Install HermesBench via pip
Configure agent profile (model, tools, memory strategy)
Run one recipe to verify setup
Run full suite (27 recipes) and save traces
Publish results to internal dashboard or public site

The project includes a static site generator that turns trace JSON into browsable HTML.

Likely Failure Modes

Context window exhaustion: After 15 tool calls, the agent runs out of tokens and drops early conversation context. The eval detects this when state persistence checks fail.

Tool schema drift: Your calendar API changes response format. The agent’s tool definitions are stale. Calls succeed but return unexpected data. The eval catches this when deterministic checks fail (meeting created but wrong time zone).

Memory retrieval failure: The agent stores a preference in a vector DB but retrieval returns irrelevant results due to poor embedding. The eval detects this when preference consistency checks fail.

Approval loop deadlock: The agent requires user approval for every destructive action. A recipe with 5 write operations triggers 5 approval prompts. The UX score drops.

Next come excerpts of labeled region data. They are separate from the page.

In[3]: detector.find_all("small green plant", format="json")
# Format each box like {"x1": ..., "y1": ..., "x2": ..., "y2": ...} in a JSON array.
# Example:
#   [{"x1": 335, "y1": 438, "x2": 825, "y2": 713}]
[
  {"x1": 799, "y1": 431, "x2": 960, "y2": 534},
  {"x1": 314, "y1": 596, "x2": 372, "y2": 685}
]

Graceful degradation absence: A required tool is unavailable. The agent crashes instead of falling back or asking the user. The reliability score drops to zero.

Technical Verdict

Use HermesBench when:

You are deploying personal agents that run multi-step workflows across sessions
You need to test state persistence, tool chaining, and error recovery
You want redacted traces that show what happened without exposing private data
You prefer local evals over sending data to a hosted service

Avoid HermesBench when:

You only need single-turn model benchmarks (use MMLU or HumanEval instead)
Your agent does not persist state across sessions
You need real-time production monitoring (this is a dev-time eval, not observability)
You want a leaderboard to compare base models (this tests configurations, not models)

The project is in alpha. The 27 recipes cover common personal agent tasks (scheduling, email, search, reminders) but not specialized domains (code execution, data analysis, creative work). If your agent does those things, you will need to write custom recipes.

The scoring methodology is documented but opinionated. Capability, reliability, and UX weights are fixed. If you disagree with the weights, fork the repo and adjust them.